As universities nationwide struggle to raise enough money to carry out their academic missions, presidents of the 12 universities in the Southeastern Conference are turning to a more reliable revenue source than their state legislatures: their sports teams.
The SEC, represented by the university presidents, recently signed a deal with ESPN worth more than $2-billion over 15 years, beginning in 2009. The conference also signed a 15-year contract with CBS worth about $55-million. The presidents met in Atlanta recently and decided to use the money for the greater good. "That money is going to be used in part — depending on the institution — to support the academic mission of the university," University of Florida president Bernie Machen said. "It's a huge amount of money, and it's a long enough period of time that the athletic programs can budget."
In another significant development, UF football coach Urban Meyer and basketball coach Billy Donovan are spearheading a drive to raise $50-million for the university's Opportunity Scholars Program, aimed at first-generation students whose families earn less than $40,000 a year.

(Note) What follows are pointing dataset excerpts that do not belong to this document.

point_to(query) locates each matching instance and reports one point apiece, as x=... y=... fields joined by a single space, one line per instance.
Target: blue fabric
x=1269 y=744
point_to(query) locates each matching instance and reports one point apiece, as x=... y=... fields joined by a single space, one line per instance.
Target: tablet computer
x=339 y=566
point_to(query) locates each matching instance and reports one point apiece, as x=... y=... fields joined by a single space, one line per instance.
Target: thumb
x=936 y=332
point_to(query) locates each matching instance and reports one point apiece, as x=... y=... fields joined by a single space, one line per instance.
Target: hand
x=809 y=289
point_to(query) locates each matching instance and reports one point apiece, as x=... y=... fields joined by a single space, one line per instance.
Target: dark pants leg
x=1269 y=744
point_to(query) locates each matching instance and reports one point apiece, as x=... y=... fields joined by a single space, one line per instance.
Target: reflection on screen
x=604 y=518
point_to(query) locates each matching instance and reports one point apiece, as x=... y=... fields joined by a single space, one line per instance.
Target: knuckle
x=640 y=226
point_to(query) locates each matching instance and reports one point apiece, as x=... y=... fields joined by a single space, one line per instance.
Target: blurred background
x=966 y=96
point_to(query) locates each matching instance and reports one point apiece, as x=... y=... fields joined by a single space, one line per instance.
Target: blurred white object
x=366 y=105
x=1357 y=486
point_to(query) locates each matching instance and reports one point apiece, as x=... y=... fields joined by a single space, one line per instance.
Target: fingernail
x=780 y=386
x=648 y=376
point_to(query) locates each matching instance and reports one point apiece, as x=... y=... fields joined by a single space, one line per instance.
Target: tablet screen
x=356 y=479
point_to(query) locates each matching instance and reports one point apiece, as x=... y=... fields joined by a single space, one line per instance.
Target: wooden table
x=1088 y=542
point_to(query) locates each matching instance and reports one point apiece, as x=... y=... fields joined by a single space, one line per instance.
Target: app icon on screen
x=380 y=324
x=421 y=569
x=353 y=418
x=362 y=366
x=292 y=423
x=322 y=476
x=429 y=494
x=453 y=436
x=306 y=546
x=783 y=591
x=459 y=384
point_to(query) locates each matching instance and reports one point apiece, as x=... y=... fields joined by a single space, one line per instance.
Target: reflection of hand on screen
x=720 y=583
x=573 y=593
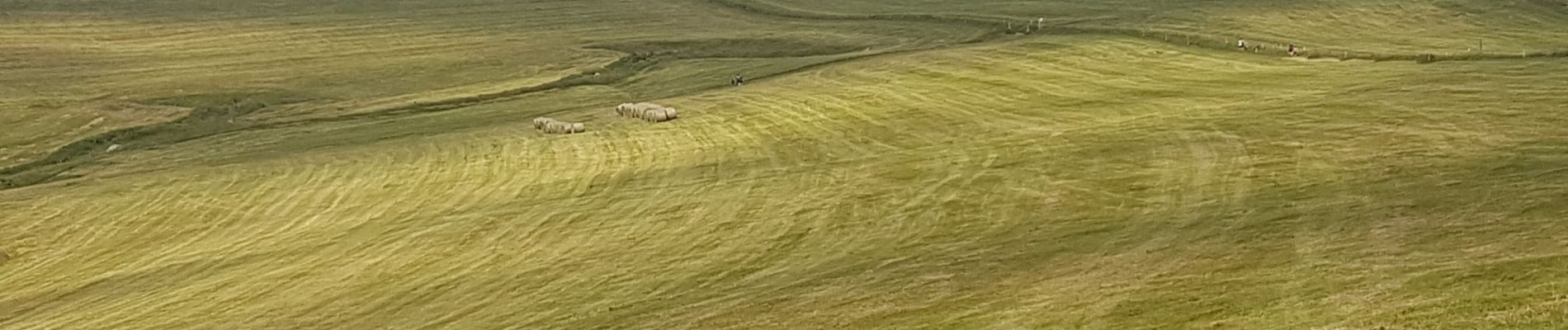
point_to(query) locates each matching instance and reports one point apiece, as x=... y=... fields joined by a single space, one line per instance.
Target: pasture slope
x=904 y=177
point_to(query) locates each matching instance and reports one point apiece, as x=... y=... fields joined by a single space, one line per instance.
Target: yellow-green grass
x=1045 y=183
x=1364 y=27
x=85 y=68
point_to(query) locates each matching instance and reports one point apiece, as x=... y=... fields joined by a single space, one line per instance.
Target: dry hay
x=646 y=111
x=557 y=127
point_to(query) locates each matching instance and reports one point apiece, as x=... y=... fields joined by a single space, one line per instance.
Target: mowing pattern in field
x=1048 y=183
x=82 y=68
x=1440 y=27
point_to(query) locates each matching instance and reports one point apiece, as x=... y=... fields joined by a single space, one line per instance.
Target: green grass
x=877 y=174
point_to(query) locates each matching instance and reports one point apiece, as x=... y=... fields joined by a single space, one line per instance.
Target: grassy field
x=876 y=174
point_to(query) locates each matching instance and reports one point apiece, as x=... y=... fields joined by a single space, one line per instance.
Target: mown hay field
x=1045 y=182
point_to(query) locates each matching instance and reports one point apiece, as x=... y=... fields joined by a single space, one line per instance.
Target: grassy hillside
x=78 y=69
x=1332 y=26
x=1041 y=182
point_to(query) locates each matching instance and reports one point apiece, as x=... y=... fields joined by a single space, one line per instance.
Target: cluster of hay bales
x=646 y=111
x=557 y=127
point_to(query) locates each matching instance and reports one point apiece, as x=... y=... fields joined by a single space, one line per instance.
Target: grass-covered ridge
x=874 y=174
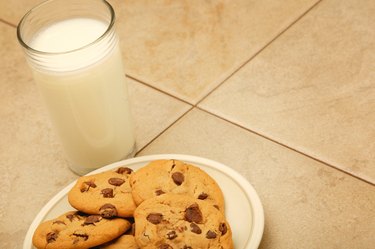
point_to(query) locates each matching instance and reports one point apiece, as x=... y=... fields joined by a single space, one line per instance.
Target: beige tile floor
x=290 y=106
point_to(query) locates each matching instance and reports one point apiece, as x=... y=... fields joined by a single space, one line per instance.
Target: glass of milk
x=73 y=51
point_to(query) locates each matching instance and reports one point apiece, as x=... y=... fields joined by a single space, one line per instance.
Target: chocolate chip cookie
x=76 y=230
x=107 y=194
x=124 y=242
x=173 y=176
x=173 y=221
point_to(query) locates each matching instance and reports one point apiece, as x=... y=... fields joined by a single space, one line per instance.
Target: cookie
x=76 y=230
x=173 y=176
x=173 y=221
x=108 y=194
x=124 y=242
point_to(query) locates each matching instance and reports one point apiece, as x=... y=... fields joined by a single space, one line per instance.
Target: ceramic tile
x=194 y=45
x=13 y=11
x=29 y=149
x=306 y=203
x=153 y=111
x=187 y=47
x=313 y=88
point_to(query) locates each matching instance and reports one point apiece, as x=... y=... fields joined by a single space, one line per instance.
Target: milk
x=87 y=100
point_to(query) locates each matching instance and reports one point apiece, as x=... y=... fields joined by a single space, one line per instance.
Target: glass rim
x=36 y=7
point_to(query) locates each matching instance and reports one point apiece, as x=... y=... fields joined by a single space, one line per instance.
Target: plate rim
x=249 y=191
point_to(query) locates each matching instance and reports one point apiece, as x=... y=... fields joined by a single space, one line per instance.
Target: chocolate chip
x=178 y=178
x=155 y=218
x=87 y=185
x=193 y=214
x=202 y=196
x=58 y=222
x=108 y=211
x=51 y=237
x=82 y=235
x=159 y=192
x=165 y=246
x=124 y=170
x=223 y=228
x=116 y=181
x=107 y=193
x=171 y=235
x=210 y=235
x=194 y=228
x=72 y=216
x=91 y=220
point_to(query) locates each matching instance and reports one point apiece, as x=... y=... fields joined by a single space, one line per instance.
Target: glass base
x=79 y=170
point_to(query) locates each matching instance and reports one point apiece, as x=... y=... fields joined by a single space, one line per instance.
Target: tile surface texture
x=306 y=203
x=313 y=89
x=29 y=149
x=188 y=47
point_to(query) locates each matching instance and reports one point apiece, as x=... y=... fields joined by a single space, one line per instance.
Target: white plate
x=244 y=210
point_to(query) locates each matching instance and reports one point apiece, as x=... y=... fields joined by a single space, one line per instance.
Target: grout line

To qualify, students must have acceptable grades and strong recommendations. This announcement comes as the number of black freshmen has dropped and the median income of the families of freshmen has risen at UF from $72,000 in 1996 to $102,500 in 2006, the most recent year the survey was conducted.
These are winning moves all around. Valuable academic programs are being saved and bolstered, and deserving students are getting a chance to get a top-rate education. Television networks will never pay big bucks to broadcast biology, so it's smart to share the sports broadcast fees with academic programs that get less attention from state legislators than the football team.